WASHINGTON. — John Roberts was not supposed to be the US Chief Justice. When President George W. Bush nominated him to the US Supreme Court in 2005, it was as one of the nine-member body’s eight associate justices. But when then-Chief Justice William Rehnquist died just weeks later, Bush decided to tap Roberts for the job.
In the 20 years since becoming chief justice on September 29, 2005, Roberts has established himself as a pivotal figure in the court’s history, guiding it during a momentous epoch when its conservative majority has steered US law dramatically rightward. And there are no signs of letting up as a new nine-month term dawns in October with more major cases awaiting.
The Roberts Court has made its mark in areas such as abortion, gun rights, race, religious liberty, campaign finance law, federal regulatory authority, transgender policy and presidential immunity. This year, it has also issued a series of decisions buttressing Republican President Donald Trump’s extraordinary exertion of executive power.
Roberts, a mannerly conservative raised in the American Midwestern heartland, has long been seen as an institutionalist who preferred incremental change. But the rush of major rulings in the five years since conservatives gained a 6-3 majority on the top US judicial body in 2020 after Trump was able to appoint three justices in his first term in office represents nothing short of a revolution in American jurisprudence.
Critics of Roberts, 70, have accused him of distorting the law to achieve his policy preferences. Eric Segall, a Georgia State University law professor, has argued that Roberts “changed the rules of the constitutional game” as much or more than any chief justice in US history.
Roberts, for instance, has been instrumental in expanding presidential power, notably in the 2024 decision he wrote favoring Trump that recognized that presidents possess immunity from criminal prosecution for official actions in office. Roberts wrote that such immunity was required in light of the US constitutional structure separating powers among the government’s executive, legislative and judicial branches.
Liberal Justice Sonia Sotomayor wrote in a dissent that the ruling effectively created a “law-free zone around the president.”
“In every use of official power, the president is now a king above the law,” Sotomayor added.
Conservative legal experts counter that the Roberts court has corrected what they consider some poorly reasoned liberal precedents set decades ago by the court, such as the 1973 Roe v. Wade decision that legalized abortion nationwide.
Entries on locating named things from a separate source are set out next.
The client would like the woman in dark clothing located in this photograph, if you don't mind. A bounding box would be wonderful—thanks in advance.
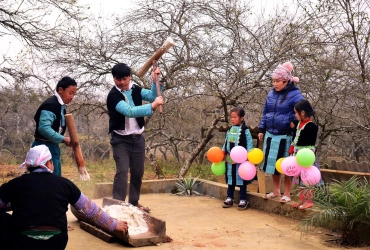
[0,145,128,250]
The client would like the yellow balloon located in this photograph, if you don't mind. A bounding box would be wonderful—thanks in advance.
[248,148,263,165]
[275,157,284,174]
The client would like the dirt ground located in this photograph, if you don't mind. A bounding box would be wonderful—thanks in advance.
[0,165,370,250]
[66,194,370,250]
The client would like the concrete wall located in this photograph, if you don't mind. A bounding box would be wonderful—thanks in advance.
[94,179,309,219]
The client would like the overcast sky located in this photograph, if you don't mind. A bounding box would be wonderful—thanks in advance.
[0,0,293,62]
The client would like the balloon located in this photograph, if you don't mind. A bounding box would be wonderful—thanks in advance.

“The Roberts Court is the most conservative court in 100 years, and it has laudably corrected major jurisprudential mistakes in abortion, affirmative action, guns and the administrative state. While conservatives may not have won every major policy battle at the court, the consensus is they have won the war – at least for now,” George Mason University law professor Robert Luther III said.
“Conservatives overwhelmingly welcome the court’s overturning of Roe v. Wade, its ruling that the (US Constitution’s) Equal Protection Clause bars racial preferences in college admissions, and its various rulings on religious liberty,” said Ed Whelan of the Ethics and Public Policy Center, who served as a Bush administration Justice Department official.
Roberts has personally written the decisions in some of the biggest cases decided in the past two decades, though on occasion, he has been more cautious than some of his fellow conservative justices.
“The modern conservative legal movement had been trying for a half-century to achieve the changes in American constitutionalism that have come under John Roberts, and he has played a significant leadership role in bringing those things about,” University of Pennsylvania political science professor Rogers Smith said.
The Roberts Court has been a friendly venue for Trump this year in decisions it has issued on an emergency basis, allowing the president to implement hardline policies that had been impeded by lower courts on immigration, mass federal layoffs, banning transgender people from the military, cracking down on diversity, equity and inclusion initiatives and other areas.